The letter from U.S. business leaders to the Democratic president comes as fissures between corporate America and the Republican Party have opened over corporate America’s embrace of a woke, globalist agenda driven largely by pressure from China and partisan neo-Marxist activist groups that have leveraged the propagandist mainstream media.

The most recent flashpoint was in Georgia, where a new Republican-backed law reasserted the state legislature’s authority to set voting law in the wake of controversy during the 2020 election.

Leftists launched a full-tilt pressure campaign in response, demanding denunciations from Delta Air Lines and Coca-Cola, whose headquarters are in the state, and resulting in Major League Baseball pulling the 2021 All-Star Game from Atlanta.

However, leaders including President Donald Trump have now urged counter-boycotts of the virtue-signaling corporations involved. And the MLB move is expected mainly to have an adverse impact on businesses and workers in Atlanta, which is heavily populated with minorities, thus undermining the claims that it was done in support and solidarity with the black community.

More than 100 business leaders participated in a Zoom call last weekend to discuss how to oppose the efforts being waged by GOP legislatures nationwide to prevent the “irregularities” that occurred under the auspices of pandemic emergencies from being codified into regular practice.
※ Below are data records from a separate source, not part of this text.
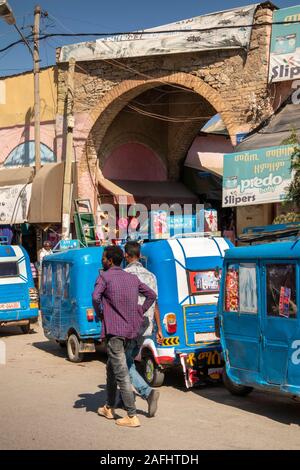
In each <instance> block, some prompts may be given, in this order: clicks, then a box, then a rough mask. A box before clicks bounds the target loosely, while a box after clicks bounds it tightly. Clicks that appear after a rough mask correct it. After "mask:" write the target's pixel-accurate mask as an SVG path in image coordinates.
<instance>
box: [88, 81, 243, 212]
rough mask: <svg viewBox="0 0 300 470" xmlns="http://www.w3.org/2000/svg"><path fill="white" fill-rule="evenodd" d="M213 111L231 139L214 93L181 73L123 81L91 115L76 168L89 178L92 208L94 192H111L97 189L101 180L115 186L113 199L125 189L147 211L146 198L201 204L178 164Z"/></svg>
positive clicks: (115, 87) (206, 121)
mask: <svg viewBox="0 0 300 470" xmlns="http://www.w3.org/2000/svg"><path fill="white" fill-rule="evenodd" d="M152 75H153V74H152ZM217 113H218V114H219V115H221V117H222V120H223V122H224V124H225V126H226V128H227V131H228V136H229V137H228V138H229V139H230V138H231V140H234V135H235V130H236V128H235V124H234V118H233V116H232V113H231V112H230V111H228V110H227V109H226V106H225V104H224V103H223V101H222V99H221V98H220V96H219V94H218V93H217V92H216V91H215V90H214V89H213V88H211V87H210V86H209V85H208V84H207V83H205V82H204V81H203V80H201V79H200V78H199V77H197V76H194V75H190V74H186V73H175V74H172V75H168V76H164V77H159V78H157V79H156V80H141V79H137V80H130V81H128V82H127V81H125V82H123V83H122V84H121V85H117V86H116V87H115V88H114V89H113V90H112V91H110V92H108V93H107V94H105V96H104V98H103V101H101V103H99V104H98V105H97V106H96V107H95V108H94V109H93V111H92V112H91V114H90V118H91V122H93V125H92V126H91V130H90V133H89V137H88V140H87V145H86V148H85V156H84V158H83V159H82V160H81V168H80V174H81V178H82V179H84V181H87V176H88V177H89V178H90V179H92V184H91V194H93V196H94V197H90V199H91V200H93V202H94V207H95V208H96V207H97V192H98V196H99V195H101V194H102V195H104V196H105V195H106V194H105V193H106V191H107V190H108V192H109V191H110V189H109V188H108V189H107V185H104V186H99V184H100V183H99V181H100V180H101V178H104V179H106V180H110V181H111V182H113V183H114V184H117V185H118V186H119V190H118V195H119V194H120V191H122V189H124V193H126V194H128V193H129V194H132V196H133V197H132V199H131V202H132V200H134V201H135V202H142V203H145V201H146V202H147V207H148V205H149V201H151V198H152V199H153V201H154V202H155V203H157V202H158V203H163V202H168V203H170V202H171V203H173V202H178V203H181V204H184V203H191V202H202V201H201V200H199V197H198V195H197V194H196V193H195V192H193V190H192V189H189V188H188V187H186V185H184V184H183V163H184V160H185V159H186V156H187V154H188V151H189V148H190V147H191V145H192V143H193V141H194V139H195V138H196V137H197V135H198V134H199V131H200V130H201V129H202V128H203V126H204V125H205V124H206V123H207V122H208V121H209V120H210V119H211V118H212V117H213V116H214V115H215V114H217ZM87 164H88V168H87ZM99 178H100V179H99ZM104 179H103V180H102V181H104ZM133 182H136V183H141V182H143V184H142V186H141V184H136V185H135V186H134V185H133V184H132V183H133ZM159 182H164V183H163V184H164V186H162V185H159V184H158V183H159ZM127 183H130V184H127ZM148 183H152V184H148ZM79 187H81V188H83V187H85V194H84V197H87V192H86V184H85V185H81V184H80V185H79ZM95 188H96V191H95V190H94V189H95ZM103 188H104V194H103ZM120 188H121V189H120ZM162 188H163V190H162ZM112 192H113V191H112ZM143 193H144V194H143ZM116 201H117V198H116ZM103 202H108V201H107V200H106V201H105V200H103Z"/></svg>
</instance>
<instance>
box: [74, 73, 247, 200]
mask: <svg viewBox="0 0 300 470" xmlns="http://www.w3.org/2000/svg"><path fill="white" fill-rule="evenodd" d="M154 76H156V78H154ZM162 85H172V86H175V87H179V88H184V89H185V90H186V91H192V92H194V93H196V94H198V95H199V96H201V97H202V98H203V99H204V100H205V101H206V102H207V103H208V104H209V105H211V107H213V108H214V109H215V111H216V113H219V114H220V115H221V117H222V119H223V121H224V124H225V125H226V127H227V129H228V133H229V135H230V137H231V140H232V141H233V142H234V137H235V133H236V131H237V129H238V125H237V124H236V119H235V116H234V113H233V111H232V110H231V109H230V108H229V107H227V106H226V104H225V103H224V101H223V100H222V98H221V97H220V94H219V93H218V92H217V91H216V90H215V89H214V88H212V87H211V86H210V85H209V84H207V83H206V82H204V81H203V80H202V79H201V78H199V77H198V76H196V75H192V74H189V73H184V72H177V73H172V74H169V75H161V74H159V73H154V72H152V73H151V79H144V78H135V79H131V80H125V81H123V82H122V83H120V84H118V85H115V86H114V88H112V89H111V90H110V91H108V92H106V93H105V95H104V96H103V98H102V99H101V101H99V102H98V104H97V105H96V106H95V107H94V108H93V109H92V110H91V111H90V113H89V134H88V137H87V140H86V145H85V146H84V148H83V151H82V156H81V158H80V159H79V179H80V181H79V188H81V190H80V192H81V193H82V194H81V196H82V197H83V196H84V197H89V198H90V199H91V200H93V201H94V197H92V195H94V187H95V179H96V165H97V164H98V163H97V158H98V153H99V149H100V148H101V143H102V141H103V139H104V137H105V135H106V132H107V130H108V128H109V126H110V125H111V124H112V122H113V121H114V119H115V118H116V116H117V115H118V113H120V112H121V110H122V109H123V108H124V107H125V106H126V105H127V104H128V103H129V102H130V101H131V100H133V99H134V98H136V97H137V96H138V95H141V94H142V93H143V92H145V91H147V90H150V89H153V88H156V87H159V86H162ZM103 163H104V162H100V172H101V165H102V164H103ZM92 178H93V181H90V183H91V184H90V185H89V188H88V187H87V184H86V183H87V181H88V179H89V180H91V179H92ZM83 193H84V194H83Z"/></svg>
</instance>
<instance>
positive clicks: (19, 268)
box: [0, 245, 38, 323]
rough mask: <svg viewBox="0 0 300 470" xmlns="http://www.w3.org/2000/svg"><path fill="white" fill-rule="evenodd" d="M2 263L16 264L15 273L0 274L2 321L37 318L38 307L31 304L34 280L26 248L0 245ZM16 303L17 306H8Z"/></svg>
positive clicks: (8, 322)
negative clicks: (30, 295) (31, 307)
mask: <svg viewBox="0 0 300 470" xmlns="http://www.w3.org/2000/svg"><path fill="white" fill-rule="evenodd" d="M0 263H11V264H12V265H16V271H15V275H12V274H11V273H10V275H8V276H2V274H0V323H2V322H3V323H6V322H8V323H9V322H16V321H20V320H31V321H34V320H36V319H37V317H38V308H31V305H30V297H29V289H32V288H34V282H33V278H32V273H31V267H30V260H29V256H28V254H27V252H26V250H25V249H24V248H23V247H22V246H14V245H0ZM3 266H4V265H3ZM1 272H2V271H1ZM16 303H18V304H19V306H18V307H17V308H6V306H7V305H8V304H16Z"/></svg>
Those loosened restrictions, which often targeted battleground states won by Trump in 2016, resulted in reports of widespread vote fraud involving both mail-in absentee ballots and voting machines.

Options suggested by the woke companies included stopping political donations and holding off in investments in states that approve the laws.
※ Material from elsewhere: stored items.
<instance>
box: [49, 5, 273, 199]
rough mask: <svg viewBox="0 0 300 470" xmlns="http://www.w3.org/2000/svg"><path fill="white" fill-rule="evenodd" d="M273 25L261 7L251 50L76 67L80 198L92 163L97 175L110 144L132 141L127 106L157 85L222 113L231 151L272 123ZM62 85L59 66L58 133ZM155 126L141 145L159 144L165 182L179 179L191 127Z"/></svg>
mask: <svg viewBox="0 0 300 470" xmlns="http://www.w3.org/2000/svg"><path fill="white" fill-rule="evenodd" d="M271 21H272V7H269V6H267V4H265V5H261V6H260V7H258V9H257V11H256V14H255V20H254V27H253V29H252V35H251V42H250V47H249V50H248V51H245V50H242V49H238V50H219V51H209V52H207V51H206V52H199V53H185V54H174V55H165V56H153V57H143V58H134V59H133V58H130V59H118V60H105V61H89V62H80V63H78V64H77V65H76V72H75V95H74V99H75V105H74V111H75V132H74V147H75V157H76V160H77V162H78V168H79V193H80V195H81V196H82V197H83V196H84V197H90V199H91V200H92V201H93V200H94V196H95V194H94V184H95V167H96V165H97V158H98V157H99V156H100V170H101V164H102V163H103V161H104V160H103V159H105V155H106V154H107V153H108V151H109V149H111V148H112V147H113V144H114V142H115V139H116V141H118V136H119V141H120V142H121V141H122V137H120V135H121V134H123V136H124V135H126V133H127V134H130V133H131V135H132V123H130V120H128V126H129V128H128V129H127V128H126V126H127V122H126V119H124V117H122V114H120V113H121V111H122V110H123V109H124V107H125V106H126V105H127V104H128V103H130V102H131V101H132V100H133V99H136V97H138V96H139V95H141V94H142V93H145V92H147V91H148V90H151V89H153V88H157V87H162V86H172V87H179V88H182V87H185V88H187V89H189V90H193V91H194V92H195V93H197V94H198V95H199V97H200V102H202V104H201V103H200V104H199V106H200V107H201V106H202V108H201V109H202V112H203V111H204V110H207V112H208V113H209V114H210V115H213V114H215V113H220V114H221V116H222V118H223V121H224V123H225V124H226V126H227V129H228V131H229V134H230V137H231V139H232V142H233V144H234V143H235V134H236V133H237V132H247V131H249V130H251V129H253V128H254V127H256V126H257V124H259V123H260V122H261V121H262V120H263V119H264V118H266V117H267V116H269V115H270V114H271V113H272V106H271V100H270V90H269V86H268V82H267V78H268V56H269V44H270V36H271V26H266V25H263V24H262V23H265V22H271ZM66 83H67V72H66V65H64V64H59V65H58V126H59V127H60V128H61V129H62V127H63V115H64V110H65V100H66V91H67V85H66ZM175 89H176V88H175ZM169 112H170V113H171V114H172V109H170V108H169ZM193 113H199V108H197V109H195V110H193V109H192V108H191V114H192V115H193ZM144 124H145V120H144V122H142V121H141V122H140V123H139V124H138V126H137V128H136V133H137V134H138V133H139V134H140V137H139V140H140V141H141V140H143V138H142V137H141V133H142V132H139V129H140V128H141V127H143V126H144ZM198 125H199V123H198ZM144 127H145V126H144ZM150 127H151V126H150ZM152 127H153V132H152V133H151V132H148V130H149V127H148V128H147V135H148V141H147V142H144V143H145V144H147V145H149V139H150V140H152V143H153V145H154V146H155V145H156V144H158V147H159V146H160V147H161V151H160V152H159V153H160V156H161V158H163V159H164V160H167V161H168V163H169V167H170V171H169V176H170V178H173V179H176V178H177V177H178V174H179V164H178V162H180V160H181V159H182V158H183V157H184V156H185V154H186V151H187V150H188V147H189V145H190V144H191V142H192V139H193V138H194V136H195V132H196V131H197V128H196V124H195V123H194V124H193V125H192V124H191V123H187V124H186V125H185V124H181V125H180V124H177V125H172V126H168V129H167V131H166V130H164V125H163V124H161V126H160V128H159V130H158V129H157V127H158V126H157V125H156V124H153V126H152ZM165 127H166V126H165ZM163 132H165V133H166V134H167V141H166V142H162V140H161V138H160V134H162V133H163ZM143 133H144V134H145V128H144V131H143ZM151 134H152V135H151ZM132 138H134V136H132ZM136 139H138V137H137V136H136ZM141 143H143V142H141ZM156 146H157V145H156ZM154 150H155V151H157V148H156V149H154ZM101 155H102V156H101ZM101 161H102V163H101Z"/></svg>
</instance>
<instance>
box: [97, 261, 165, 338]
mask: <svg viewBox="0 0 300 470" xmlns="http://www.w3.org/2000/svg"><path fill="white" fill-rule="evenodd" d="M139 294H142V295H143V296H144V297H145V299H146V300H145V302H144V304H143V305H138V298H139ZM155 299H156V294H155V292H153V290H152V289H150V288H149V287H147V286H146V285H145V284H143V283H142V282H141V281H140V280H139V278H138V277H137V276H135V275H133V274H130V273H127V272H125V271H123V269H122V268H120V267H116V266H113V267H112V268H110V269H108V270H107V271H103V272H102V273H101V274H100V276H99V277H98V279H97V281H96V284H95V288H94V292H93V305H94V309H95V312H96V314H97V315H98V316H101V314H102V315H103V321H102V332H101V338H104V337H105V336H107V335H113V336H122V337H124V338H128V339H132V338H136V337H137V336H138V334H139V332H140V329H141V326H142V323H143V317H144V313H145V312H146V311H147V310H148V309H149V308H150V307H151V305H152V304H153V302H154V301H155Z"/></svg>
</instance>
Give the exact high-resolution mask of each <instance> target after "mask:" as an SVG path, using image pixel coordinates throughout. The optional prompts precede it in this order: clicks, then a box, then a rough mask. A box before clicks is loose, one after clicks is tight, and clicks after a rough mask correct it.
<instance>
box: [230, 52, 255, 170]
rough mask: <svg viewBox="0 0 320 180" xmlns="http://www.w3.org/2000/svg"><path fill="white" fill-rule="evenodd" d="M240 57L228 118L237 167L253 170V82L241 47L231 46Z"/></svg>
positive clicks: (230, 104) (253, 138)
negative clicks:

Conservatives, already overwhelmed by the mass migration from blue states like California and New York to red ones like Georgia and Texas—accompanied by regular demands that they capitulate to the leftist agenda—may welcome the boycott effort if it prompts yet another left-wing exodus.
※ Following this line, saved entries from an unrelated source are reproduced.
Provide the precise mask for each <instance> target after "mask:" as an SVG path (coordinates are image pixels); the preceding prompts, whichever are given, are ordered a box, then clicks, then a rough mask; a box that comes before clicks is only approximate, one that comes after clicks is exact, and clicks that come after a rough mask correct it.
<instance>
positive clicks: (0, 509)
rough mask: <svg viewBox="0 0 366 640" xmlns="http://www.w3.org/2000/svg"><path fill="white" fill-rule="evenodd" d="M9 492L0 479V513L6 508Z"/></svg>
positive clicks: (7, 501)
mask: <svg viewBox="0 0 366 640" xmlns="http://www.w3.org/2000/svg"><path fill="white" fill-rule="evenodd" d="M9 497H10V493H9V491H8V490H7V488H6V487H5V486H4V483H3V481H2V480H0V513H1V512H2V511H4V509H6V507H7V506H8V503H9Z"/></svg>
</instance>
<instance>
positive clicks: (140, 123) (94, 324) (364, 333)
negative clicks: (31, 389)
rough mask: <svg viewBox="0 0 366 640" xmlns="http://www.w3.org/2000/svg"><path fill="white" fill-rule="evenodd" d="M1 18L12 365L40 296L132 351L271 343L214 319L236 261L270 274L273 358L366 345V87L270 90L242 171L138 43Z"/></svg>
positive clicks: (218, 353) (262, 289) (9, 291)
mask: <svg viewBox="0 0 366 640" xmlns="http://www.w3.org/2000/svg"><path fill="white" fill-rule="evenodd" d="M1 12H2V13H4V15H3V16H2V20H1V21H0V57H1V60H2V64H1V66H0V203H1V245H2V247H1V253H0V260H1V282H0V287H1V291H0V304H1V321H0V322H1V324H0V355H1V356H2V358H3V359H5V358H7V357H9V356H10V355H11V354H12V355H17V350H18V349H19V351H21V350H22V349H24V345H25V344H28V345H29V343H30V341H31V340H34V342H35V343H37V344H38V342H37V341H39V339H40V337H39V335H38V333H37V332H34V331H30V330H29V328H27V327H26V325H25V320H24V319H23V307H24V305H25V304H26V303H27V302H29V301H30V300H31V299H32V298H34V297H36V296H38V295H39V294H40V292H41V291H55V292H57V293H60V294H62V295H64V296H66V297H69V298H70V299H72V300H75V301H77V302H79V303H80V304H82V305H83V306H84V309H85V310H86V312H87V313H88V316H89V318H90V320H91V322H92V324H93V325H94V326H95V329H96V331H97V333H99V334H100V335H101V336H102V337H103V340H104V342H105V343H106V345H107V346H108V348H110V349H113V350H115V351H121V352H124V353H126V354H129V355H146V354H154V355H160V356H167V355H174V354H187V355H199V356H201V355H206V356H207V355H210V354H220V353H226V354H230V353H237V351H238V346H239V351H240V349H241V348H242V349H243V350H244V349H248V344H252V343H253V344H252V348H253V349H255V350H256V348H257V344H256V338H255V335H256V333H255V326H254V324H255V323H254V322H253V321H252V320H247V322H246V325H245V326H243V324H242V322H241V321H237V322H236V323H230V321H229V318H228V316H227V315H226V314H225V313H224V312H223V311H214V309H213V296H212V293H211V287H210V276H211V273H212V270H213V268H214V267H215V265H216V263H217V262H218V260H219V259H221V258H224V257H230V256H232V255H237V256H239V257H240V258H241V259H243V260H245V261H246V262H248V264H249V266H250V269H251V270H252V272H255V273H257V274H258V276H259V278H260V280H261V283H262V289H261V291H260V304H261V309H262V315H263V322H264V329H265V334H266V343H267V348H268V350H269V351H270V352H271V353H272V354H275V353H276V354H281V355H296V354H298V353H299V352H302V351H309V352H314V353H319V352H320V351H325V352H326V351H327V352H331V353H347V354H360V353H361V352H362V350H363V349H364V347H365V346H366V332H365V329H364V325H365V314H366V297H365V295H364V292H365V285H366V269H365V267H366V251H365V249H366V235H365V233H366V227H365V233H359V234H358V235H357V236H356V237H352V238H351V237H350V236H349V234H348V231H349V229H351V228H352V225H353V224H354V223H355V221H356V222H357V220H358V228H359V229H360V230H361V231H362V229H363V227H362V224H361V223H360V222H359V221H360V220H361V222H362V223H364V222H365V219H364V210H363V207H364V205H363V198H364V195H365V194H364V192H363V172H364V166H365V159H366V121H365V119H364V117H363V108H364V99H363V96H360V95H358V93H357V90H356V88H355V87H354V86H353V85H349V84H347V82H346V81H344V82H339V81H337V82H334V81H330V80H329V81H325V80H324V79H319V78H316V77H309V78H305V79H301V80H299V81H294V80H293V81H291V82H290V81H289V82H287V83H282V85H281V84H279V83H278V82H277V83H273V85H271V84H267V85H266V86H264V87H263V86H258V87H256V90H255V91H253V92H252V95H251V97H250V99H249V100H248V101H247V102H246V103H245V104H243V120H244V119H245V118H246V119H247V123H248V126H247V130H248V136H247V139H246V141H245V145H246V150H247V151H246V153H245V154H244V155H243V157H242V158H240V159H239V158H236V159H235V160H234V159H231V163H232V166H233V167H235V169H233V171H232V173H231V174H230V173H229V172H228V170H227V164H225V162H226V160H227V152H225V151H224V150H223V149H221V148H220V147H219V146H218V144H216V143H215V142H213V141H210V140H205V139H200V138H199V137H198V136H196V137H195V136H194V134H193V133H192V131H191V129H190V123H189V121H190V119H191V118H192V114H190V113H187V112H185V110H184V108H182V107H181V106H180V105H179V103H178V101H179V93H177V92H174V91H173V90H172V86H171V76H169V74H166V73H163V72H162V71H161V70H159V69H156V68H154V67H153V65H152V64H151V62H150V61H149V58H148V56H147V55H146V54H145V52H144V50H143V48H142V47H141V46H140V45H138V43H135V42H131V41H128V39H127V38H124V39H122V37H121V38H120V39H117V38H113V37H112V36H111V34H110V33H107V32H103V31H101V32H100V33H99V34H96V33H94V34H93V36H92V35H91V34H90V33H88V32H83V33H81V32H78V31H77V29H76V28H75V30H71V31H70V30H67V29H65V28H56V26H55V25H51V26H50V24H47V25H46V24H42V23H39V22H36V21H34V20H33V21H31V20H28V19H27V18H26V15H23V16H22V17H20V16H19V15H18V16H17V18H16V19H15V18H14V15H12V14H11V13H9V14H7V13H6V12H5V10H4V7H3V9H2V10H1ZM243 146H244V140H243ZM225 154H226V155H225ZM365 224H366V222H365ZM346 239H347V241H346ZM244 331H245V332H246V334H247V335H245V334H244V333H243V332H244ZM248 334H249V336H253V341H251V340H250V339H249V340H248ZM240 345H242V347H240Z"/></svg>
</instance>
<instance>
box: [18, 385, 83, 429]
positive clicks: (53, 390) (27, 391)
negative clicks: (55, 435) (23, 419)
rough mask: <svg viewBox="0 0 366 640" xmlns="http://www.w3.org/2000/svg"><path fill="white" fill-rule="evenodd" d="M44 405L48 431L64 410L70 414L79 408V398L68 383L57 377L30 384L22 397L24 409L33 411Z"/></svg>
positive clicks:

As with the climate policies, many corporations would do harm to their own profit margins by returning to states with less favorable tax policies.

However, multinational companies with heavy Chinese backing are likely to offset those losses by expanding outside the US.

A recent report revealed, in fact, that some US-based environmental activism groups have been linked to China, promoting policies that would be harmful to US economic interests but favorable to its chief economic rival.

On climate, the business leaders told Biden they “applaud your administration’s demonstrated commitment to address climate change head-on, and we stand in support of your efforts.”

They claimed that millions of Americans were already feeling the impacts of climate change, citing the severe winter storm that caused blackouts in Texas and other states, deadly wildfires in California and record-breaking hurricanes in the Southeast and Gulf Coast.

“The human and economic losses of the past 12 months alone are profound,” they wrote. “Tragically, these devastating climate impacts also disproportionately hit marginalized and low-income communities who are least able to withstand them. We must act now to slow and turn the tide.”

While Biden has reentered the U.S into the Paris climate accord and made climate action a pillar of his presidency, more action is needed, the corporate executives said. “An effective national climate strategy will require all of us,” they told Biden, but “you alone can set the course by swiftly establishing a bold U.S. 2030 target.”